Skiing holidays in Davos and a new pair of Converse — though on different points of the scale — represent the same thing to most mothers: notions. 

And profligacy. Licentious or dissolute behaviour and prepare to be told t'was far from that you were reared.

'I hope it lasts for you'

"Isn't it well for you" has a first cousin, the equally damming “I hope it lasts for you” which infers a betrayal of your humble origins, as if austerity was an aspiration, not a consequence of circumstance. The hope here is that whatever good fortune has visited you does not, in fact, last, and normal miserable service will soon resume. 

This maternal fatwa is usually issued after a series of “isn't it wells”, meaning whatever extravagant behaviour you've engaged in — eating in restaurants, getting takeaways, paying for a cleaner — has become a worrying pattern. You never hear a second “I hope it lasts for you”. You either cop on, or are written off as a unserious person, forever.

These two phrases, in particular, make me wish mothers went on LinkedIn, only to publicly admonish their adult children for talking such utter shite about themselves. It would cleanse the entire self-promotion landscape in no time, because it's only OK for mothers to tell the world their Johnny or Mary is doing a PhD or an MBA. 

Announcing it about yourself is very much "I hope it lasts" territory and, were they aware it was happening, they'd shut it down quicker than they could tell you about the neighbour's cancer.

'That's neither here nor there'

There are others, less damning but just as potent in the timing and tempo of their deployment. 

A personal favourite “That's neither here nor there”, suggests a point in the conversation has been reached beyond which no good can come, so it's time to wrap it up or change direction lest your opinion — which, to your credit, you had the courage to express — prove to be correct or decisive. 

It's a rather brilliant negotiating technique that reclaims the upper hand and asserts authority without ever having to concede defeat. It's a motherly reminder of the chain of command.

'Well able to go'

There is one, however, that, to me, beats all others. Someone being “well able to go”. It came to mind this week as the English press struggled to find new verbiage to express their distrust and dislike of Meghan Markle

If only their columnists were aware of the phrase “She is well able to go”, they could cut their word count in half and sell the rest of the page for advertising, as that one statement contains multitudes. I, for one, do not think Meghan is well able to go any more than she stands up for herself. 
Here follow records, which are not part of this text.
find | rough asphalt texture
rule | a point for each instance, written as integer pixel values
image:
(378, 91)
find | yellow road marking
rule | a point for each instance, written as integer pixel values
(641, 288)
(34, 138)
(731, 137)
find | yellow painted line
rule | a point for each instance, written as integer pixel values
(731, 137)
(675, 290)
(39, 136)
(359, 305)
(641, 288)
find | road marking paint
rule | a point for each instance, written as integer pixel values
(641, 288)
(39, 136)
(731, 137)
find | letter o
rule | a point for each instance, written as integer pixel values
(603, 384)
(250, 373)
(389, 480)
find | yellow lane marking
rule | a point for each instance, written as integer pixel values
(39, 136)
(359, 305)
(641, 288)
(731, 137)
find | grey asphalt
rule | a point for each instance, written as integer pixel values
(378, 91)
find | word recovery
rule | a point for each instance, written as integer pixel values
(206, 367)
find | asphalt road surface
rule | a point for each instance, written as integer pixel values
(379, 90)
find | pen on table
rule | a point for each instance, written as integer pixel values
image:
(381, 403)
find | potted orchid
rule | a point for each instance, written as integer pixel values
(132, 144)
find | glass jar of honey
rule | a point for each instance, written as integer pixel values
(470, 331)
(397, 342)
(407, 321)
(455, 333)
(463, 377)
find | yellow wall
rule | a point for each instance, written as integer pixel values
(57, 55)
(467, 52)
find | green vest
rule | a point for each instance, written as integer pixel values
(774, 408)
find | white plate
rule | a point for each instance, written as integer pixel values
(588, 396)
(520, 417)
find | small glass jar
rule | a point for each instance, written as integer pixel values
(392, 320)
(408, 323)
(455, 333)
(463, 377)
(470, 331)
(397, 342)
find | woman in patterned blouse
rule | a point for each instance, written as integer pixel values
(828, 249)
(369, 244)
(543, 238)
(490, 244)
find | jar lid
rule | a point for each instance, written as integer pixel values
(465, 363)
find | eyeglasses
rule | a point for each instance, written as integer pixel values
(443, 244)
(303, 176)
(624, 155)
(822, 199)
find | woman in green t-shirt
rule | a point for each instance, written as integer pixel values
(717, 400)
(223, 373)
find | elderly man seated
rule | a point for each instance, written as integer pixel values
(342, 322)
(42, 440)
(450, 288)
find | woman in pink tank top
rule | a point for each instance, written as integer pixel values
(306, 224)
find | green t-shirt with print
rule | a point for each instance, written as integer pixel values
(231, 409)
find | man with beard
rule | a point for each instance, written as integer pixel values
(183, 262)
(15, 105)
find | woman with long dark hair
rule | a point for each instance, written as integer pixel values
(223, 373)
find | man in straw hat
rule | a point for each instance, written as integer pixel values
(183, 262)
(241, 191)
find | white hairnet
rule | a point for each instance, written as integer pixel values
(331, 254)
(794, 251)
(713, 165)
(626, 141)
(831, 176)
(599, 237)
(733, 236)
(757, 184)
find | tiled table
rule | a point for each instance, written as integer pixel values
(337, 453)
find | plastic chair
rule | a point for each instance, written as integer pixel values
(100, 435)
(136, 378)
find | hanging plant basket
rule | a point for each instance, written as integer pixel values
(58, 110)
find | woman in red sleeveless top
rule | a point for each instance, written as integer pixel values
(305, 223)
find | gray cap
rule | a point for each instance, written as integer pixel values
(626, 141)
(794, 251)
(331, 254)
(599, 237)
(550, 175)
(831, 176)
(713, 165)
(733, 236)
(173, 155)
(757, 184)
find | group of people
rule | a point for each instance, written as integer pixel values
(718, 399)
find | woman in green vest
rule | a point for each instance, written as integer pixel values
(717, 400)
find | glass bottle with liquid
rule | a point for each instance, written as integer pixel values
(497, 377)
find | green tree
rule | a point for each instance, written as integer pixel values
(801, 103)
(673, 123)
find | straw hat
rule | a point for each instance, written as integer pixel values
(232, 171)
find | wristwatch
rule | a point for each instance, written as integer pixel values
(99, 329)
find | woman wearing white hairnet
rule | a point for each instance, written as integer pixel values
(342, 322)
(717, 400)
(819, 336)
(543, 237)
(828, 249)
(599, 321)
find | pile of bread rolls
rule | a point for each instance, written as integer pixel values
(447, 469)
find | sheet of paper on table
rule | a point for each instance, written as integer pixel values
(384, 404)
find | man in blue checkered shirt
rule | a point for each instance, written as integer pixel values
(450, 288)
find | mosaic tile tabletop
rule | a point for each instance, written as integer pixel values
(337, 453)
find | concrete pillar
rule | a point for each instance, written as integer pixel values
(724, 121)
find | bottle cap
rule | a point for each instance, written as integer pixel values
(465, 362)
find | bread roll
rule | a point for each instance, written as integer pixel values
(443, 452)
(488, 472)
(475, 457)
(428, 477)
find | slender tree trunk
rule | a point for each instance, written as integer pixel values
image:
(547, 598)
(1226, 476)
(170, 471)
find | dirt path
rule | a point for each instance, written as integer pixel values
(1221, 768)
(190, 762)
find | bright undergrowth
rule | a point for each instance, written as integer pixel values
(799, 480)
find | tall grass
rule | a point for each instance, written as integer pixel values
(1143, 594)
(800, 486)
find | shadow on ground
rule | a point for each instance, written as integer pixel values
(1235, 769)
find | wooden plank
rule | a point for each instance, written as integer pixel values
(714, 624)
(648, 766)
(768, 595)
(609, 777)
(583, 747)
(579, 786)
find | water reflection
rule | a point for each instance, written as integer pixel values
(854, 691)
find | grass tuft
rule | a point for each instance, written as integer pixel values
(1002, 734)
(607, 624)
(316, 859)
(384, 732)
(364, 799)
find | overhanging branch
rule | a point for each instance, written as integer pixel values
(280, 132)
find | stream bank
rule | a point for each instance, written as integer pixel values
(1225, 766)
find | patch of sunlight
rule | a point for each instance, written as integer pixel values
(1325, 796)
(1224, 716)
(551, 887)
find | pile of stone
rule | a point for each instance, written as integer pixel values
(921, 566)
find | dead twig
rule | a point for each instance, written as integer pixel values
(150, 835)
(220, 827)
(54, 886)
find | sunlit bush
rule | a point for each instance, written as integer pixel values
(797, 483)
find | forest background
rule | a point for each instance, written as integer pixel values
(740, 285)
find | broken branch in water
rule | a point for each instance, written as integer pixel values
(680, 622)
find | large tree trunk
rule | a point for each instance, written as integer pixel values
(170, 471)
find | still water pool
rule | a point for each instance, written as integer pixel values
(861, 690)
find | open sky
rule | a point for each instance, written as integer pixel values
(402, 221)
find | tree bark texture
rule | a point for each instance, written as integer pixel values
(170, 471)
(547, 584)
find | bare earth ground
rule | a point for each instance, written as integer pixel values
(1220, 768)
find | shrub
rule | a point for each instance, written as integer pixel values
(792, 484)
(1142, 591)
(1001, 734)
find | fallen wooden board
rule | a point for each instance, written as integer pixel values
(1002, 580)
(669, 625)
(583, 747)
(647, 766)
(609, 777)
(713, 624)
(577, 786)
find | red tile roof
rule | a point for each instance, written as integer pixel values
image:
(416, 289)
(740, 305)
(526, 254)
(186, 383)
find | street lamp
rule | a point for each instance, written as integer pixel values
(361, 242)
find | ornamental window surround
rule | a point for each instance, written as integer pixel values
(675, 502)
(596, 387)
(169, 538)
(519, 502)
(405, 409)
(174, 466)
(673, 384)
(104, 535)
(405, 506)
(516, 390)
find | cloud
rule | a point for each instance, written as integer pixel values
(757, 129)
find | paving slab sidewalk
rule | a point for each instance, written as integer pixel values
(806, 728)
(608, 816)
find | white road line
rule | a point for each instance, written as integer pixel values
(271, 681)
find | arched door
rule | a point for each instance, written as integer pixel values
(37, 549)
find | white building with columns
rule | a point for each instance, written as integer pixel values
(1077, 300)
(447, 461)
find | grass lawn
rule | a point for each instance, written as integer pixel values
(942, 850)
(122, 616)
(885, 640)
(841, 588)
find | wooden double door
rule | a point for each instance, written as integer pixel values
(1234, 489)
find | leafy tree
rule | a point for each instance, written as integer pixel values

That she makes millions showing us how to repackage dried fruits is no more egregious to me than Marie Kondo lining her (very neat) pockets by telling the world to empty the dishwasher.

Kondo is not well able to go, however, not by the mother metric, because she is unthreatening. Conversely, Markle threatens everything. She married a prince — the good one — and stole him away. She already worked for a living. She may well have already been married (I don't care, so didn't check). 

Long before she sought the trappings of royalty after having the temerity to disassociate herself from the supposed “responsibility” of it, Meghan was in prime "well able to go" territory. If anything, I admire her for leaning into the hate rather than trying to win an unwinnable war of redemption.

Men, incidentally, are rarely "well able to go", but that's for another column/series of lectures at the Iona Institute. Personally speaking, I hope it lasts for Meghan. Except, I hope it actually lasts.